Sunday, July 6, 2014

Pay Phone Call


I guess there is now a generation of people who hardly know what a pay phone is, let alone what a phone booth is. But I remember a time where I lived with no phone at all.

I'm not sure we had a phone in Seattle. I didn't have a phone in New York, but there was a phone in the sublet. There must have been a phone in Santa Fe. I know we had a phone in L.A. and certainly my wife and I had a phone in Montana.

But I'm thinking of the Florida panhandle--Grayton Beach, Seaside, Seagrove Beach--of south Walton County. I'm not sure, when Brock, Matt and I lived in that stilt house in "New Grayton", that we had a phone, but perhaps we did. I do know that when I returned to that area I did not.

What I'm specifically thinking of is when I came back maybe the third time to south Walton County and I lived with Brad for a spell, a place east of Seagrove but west of Panama City, and found a job painting houses close to Destin--some place called Topsail, if I remember right. This was all after the fiasco with Teresa, with the Iowa Writers Workshop and being in Seattle. If I remember right . . .

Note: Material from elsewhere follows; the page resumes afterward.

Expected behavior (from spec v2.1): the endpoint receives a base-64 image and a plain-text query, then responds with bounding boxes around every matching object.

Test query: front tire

What I do remember right is stopping now and then at a lonely pay phone near the beach to call my parents.To reassure them that I was okay, working, that I was still alive. It was a pay phone near a quiet road under ragged live oak trees. It was not a phone booth. I'm not sure why it was located there, as it was not connected to a store or gas station or such. I'd usually call at night, once a week or two weeks--maybe on my way home from work or coming back from the little store in Seagrove Beach--and the phone had a single light above it and the road would be carless, the landscape desolate in its way. Quiet. Dark. Wind blowing in off the Gulf. The smell of the Gulf and trees and decaying plants and, well, just the sounds and smells peculiar to that region, to the proximity of that heat and saltwater and plant material, the southern sandy loaminess . . . And here I was, not exactly immune to loneliness, making  a brief call to Des Moines, talking to my mother, my father, standing in the cone of light cast over the phone, feeling the aloneness, the alienness of where I was compared to where I had come from, that sense of both failure and survival, of renewal and end-of-youth ennui. I guess. Or, it was just a sad little phone call to my folks at night from a pay phone near the beach.